Madam Secretary The Call Review

The episode opens with conflict in West Africa and Elizabeth McCord (Tea Leoni) attempting to write the biggest speech of her career. As hectic as it is at the office, things aren’t much different at home. An old professor, Father Laurent Vasseur (played by Louis Gossett Jr.), of Henry comes to visit, which turn’s Madam Secretary’s attention towards West Africa. The region is experiencing an ethnic cleansing, which is putting women and children at risks.

Despite needing to come up with her speech, outside factors continuing to pull Elizabeth’s attention toward West Africa. Her husband, Henry, and Vasseur team up. And when things couldn’t get worse, Ambassador Odilon Bokassa pays Madam a visit. Of course, he whitewashes the situation, but Hill….er Madam Secretary ain’t no fool. Things continue getting worse in West Africa and at home. Elizabeth discover a possible spy in ranks, in the form of Nadine. Although America has no legitimate interest in West Africa, Elizabeth takes her strategy to the president, in hopes of receiving backing. Despite 50,000 innocents being at risk, the meeting ends badly for Madam Secretary.

While Elizabeth continues to make her push politically, Henry and Father Laurent attempt to get support from a reporter, who says the process will require more time. Back at home, mother and daughter share a bonding moment, as Stevie (Wallie Currie-Wood) reassures her mother. Finally, a break through. The Washington Chronicle agrees to write an article on the story. Meanwhile, Elizabeth begins her speech, which quickly goes off the rails and directly into the West African tunnels. While a few stand with Elizabeth on the matter, it seems she’s gotten herself in hot water.

Welp, Hillary is out and John Kerry is in. The end! Elizabeth doesn’t seem too considered about the speech. Nadine belittles Blake and lets him know that she is well aware of their distrust for her. The Ambassador of the Republic of West Africa insults America directly to Elizabeth, before we got back home to join Elizabeth and Henry in bed. Uh oh! President is mad and Russell summons the Secretary to the White House. While Russell has his tighty whities in a bunch, the president agrees with Secretary and is willing to offer his support. Now the team is beginning to pick up steam.

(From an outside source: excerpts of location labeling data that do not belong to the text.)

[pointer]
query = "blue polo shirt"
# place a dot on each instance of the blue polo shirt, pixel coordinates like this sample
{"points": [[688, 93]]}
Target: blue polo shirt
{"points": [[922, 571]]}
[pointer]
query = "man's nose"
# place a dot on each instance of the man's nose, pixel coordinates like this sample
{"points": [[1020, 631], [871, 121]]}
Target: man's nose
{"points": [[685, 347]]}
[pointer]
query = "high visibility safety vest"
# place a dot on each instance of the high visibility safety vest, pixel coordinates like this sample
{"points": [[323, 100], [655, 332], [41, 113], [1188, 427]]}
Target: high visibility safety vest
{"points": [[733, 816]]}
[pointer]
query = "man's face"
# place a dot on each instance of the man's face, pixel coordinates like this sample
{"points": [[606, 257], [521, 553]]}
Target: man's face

Henry rushes to Madam Secretary, as the two discover that Father Vasseur has been accused of smuggling drugs. Now, the president is facing a possible scandal. While Russell continues to push his political agenda, Elizabeth continues mentioning the innocent people of the RWA. The team continues pushing ahead and work to craft a press release for logistical and air support. Henry lays down the law on old Reverend and demands answers. The reverend justifies his actions and refuses to apologize to Henry, who cuts ties to his old friend.

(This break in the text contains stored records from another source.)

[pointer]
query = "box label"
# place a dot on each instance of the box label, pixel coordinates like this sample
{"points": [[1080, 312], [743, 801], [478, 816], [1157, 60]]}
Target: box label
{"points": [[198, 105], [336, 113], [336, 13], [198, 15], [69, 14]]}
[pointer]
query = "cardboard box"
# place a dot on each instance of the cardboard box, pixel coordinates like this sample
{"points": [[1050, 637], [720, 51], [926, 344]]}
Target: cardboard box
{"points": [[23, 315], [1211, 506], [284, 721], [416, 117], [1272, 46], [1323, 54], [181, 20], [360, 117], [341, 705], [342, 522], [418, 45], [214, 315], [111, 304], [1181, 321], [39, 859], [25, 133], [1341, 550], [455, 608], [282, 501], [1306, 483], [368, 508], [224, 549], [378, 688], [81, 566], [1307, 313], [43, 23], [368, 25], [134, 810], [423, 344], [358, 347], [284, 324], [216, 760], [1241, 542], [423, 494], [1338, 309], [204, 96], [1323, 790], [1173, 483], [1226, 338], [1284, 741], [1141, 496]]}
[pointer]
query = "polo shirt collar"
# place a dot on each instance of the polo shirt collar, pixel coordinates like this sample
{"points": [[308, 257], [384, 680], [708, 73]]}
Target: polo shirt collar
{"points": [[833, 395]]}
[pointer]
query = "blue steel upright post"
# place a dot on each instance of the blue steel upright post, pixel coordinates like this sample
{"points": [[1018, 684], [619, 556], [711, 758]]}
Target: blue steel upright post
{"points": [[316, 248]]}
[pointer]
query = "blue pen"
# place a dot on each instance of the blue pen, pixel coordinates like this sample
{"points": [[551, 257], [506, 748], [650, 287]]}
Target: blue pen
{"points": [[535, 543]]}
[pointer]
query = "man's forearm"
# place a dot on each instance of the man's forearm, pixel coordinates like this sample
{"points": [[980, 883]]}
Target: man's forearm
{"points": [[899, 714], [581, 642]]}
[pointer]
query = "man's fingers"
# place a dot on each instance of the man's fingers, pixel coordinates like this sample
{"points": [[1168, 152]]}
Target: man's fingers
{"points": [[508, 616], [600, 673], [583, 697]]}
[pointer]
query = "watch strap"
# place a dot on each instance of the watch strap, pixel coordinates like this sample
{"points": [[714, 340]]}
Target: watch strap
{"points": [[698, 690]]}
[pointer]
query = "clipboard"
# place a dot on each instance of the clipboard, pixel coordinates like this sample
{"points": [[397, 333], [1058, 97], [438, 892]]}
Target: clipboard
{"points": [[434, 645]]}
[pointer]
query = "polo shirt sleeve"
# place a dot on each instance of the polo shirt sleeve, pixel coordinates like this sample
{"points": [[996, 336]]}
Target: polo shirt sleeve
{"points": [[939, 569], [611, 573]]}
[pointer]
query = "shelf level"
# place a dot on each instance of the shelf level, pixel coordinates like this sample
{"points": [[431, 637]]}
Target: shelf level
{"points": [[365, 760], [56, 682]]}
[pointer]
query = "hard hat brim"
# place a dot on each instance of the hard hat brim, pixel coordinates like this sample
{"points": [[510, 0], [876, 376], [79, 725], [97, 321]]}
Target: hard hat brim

When things can go wrong, they will. More troops will be needed to beef up the African troops, unless the CIA can cut a deal with African warlords. Now, all support seems to be pulling out. Things continue growing worse for the cause. Even the CIA’s intermediary is killed. Time to call in John McCain to Bomb Bomb Bomb Iran.

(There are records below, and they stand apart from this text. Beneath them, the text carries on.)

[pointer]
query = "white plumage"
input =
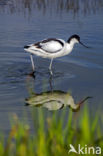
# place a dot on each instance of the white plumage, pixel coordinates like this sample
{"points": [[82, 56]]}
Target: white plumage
{"points": [[52, 48]]}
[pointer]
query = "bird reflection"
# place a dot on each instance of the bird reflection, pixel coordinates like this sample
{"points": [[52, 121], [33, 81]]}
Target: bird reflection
{"points": [[54, 99]]}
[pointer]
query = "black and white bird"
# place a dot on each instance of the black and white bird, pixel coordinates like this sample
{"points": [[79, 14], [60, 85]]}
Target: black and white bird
{"points": [[52, 48]]}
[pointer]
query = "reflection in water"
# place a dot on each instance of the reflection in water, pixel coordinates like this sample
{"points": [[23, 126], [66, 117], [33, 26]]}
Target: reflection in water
{"points": [[27, 6], [53, 99]]}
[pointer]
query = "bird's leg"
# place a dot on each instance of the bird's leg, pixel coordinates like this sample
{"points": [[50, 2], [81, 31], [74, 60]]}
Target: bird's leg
{"points": [[32, 63], [50, 66]]}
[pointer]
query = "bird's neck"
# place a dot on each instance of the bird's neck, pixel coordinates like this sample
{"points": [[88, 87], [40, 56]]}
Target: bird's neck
{"points": [[71, 43]]}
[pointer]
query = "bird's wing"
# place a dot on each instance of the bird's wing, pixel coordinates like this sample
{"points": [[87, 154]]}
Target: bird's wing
{"points": [[50, 45]]}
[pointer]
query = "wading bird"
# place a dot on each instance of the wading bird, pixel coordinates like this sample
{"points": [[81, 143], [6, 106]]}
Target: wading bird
{"points": [[52, 48]]}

Back at home, Elizabeth and Henry are down on their luck. Things aren’t looking good for the innocents of West Africa. Of course, Henry comes up with a clever plan to offer the warlords a better deal. Father Vasseur agrees to communicate with the warlords. If they allow troops through, the US will give them cash, without public knowledge. Obviously, the Ambassador isn’t happy with the situation, but there isn’t much he can do.

Madam Secretary and Nadine share a bonding moment and share to toast to a good day at the office. Back at home, Father Vasseur finally apologizes to Henry and informs him that he is traveling to Rome. Madam Secretary offers her support, but Father still insists on taking his leave.

Overall, this was a fairly straightforward episode. There weren’t a lot of surprises and I would have liked to seen some more scenes at home with the kids. I tend to find these scenes to be the best, in the series. If you can get around the fact that the show is political and possibly promoting Hillary Clinton in 2016, the show is solid. The episode deserves a 7 out of a 10.

While the series is solid, it is still missing something. If the show had a little more heart, it could be great, instead of good, as it is now. We’ll continue to look forward to each episode on Sunday night on CBS.